Шеф одним движением руки освободил комнату от присутствующих.

Он вызывал людей поодиночке. Советовался. Отдавал распоряжения. Командовал в рацию. Словом, работал.

Чисто внешне это была обычная полицейская операция, но я тщательно фиксировал каждое слово, каждый жест, выражение лиц, имея в виду важность цели. Уточнение районов, где зафиксированы машины. Готовность оперативных групп, укомплектовка их специалистами.

Проверка местонахождения объектов. Обеспечение безопасности захвата.

Через несколько минут начали поступать короткие доклады. Боби слушал их с закрытыми глазами. Я понимаю, что он ждет главного: есть ли машины с названными номерами?
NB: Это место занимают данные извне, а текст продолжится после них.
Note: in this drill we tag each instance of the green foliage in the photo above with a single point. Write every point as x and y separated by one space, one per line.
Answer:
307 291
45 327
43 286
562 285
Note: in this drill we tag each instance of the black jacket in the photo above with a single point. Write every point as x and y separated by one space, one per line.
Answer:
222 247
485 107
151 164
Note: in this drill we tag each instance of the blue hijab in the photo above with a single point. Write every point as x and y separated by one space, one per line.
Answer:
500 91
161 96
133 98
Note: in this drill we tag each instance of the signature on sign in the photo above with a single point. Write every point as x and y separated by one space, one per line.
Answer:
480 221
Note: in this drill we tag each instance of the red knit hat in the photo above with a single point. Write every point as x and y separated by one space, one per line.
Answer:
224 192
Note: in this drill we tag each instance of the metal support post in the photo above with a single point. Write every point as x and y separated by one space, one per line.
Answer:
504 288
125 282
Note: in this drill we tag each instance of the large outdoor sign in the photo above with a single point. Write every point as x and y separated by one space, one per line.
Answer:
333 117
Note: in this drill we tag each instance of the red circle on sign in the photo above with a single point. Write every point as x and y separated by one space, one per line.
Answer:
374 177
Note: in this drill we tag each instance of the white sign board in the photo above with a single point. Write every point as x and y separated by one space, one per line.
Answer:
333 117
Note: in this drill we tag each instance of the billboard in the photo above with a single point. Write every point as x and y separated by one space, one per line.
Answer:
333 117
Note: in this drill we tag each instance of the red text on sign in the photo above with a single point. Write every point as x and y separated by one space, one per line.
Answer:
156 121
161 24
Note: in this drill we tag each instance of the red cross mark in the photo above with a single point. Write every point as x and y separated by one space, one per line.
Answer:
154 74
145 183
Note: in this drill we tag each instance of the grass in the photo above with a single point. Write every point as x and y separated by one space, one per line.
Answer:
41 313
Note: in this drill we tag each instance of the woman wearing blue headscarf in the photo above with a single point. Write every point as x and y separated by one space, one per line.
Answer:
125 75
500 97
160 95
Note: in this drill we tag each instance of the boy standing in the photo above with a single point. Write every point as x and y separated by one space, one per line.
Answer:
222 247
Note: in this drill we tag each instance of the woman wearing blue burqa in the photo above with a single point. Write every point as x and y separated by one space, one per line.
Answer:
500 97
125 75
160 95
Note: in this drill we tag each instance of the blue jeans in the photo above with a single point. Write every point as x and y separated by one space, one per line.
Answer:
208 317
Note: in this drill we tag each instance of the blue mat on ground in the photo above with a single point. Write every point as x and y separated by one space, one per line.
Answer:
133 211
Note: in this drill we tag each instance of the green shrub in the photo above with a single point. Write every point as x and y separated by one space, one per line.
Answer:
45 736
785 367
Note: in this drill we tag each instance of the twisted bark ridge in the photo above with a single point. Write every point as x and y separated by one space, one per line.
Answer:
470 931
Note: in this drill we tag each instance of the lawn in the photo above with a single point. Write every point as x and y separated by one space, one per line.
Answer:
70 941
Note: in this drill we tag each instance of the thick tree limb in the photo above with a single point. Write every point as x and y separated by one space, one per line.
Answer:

Докладывал дежуривший по городу сержант:

— «Шевроле» КЛ 17–91 белого цвета находится на указанном месте, шеф!

Боби вытер пот со лба.

— Спасибо, сержант. Не своди с него глаз. Молодец, что позвонил мне лично.

Боби обернулся, показал молча большой палец, бормотнул: «Он сорвал очко», — что значило; быть ему лейтенантом! И снова углубился в переговоры.

Информация Аллена оказалась безупречной. Все четыре машины стояли там, где их выудил из космоса Аллен: в самом центре Чикаго, именуемом Луп. (Луп — «петля». Здесь, в единственном районе, деловом, застроенном гигантскими небоскребами центре, сохранилась старая дребезжащая петля надземки, которую чикагцы называют «чертовой грохоталкой».)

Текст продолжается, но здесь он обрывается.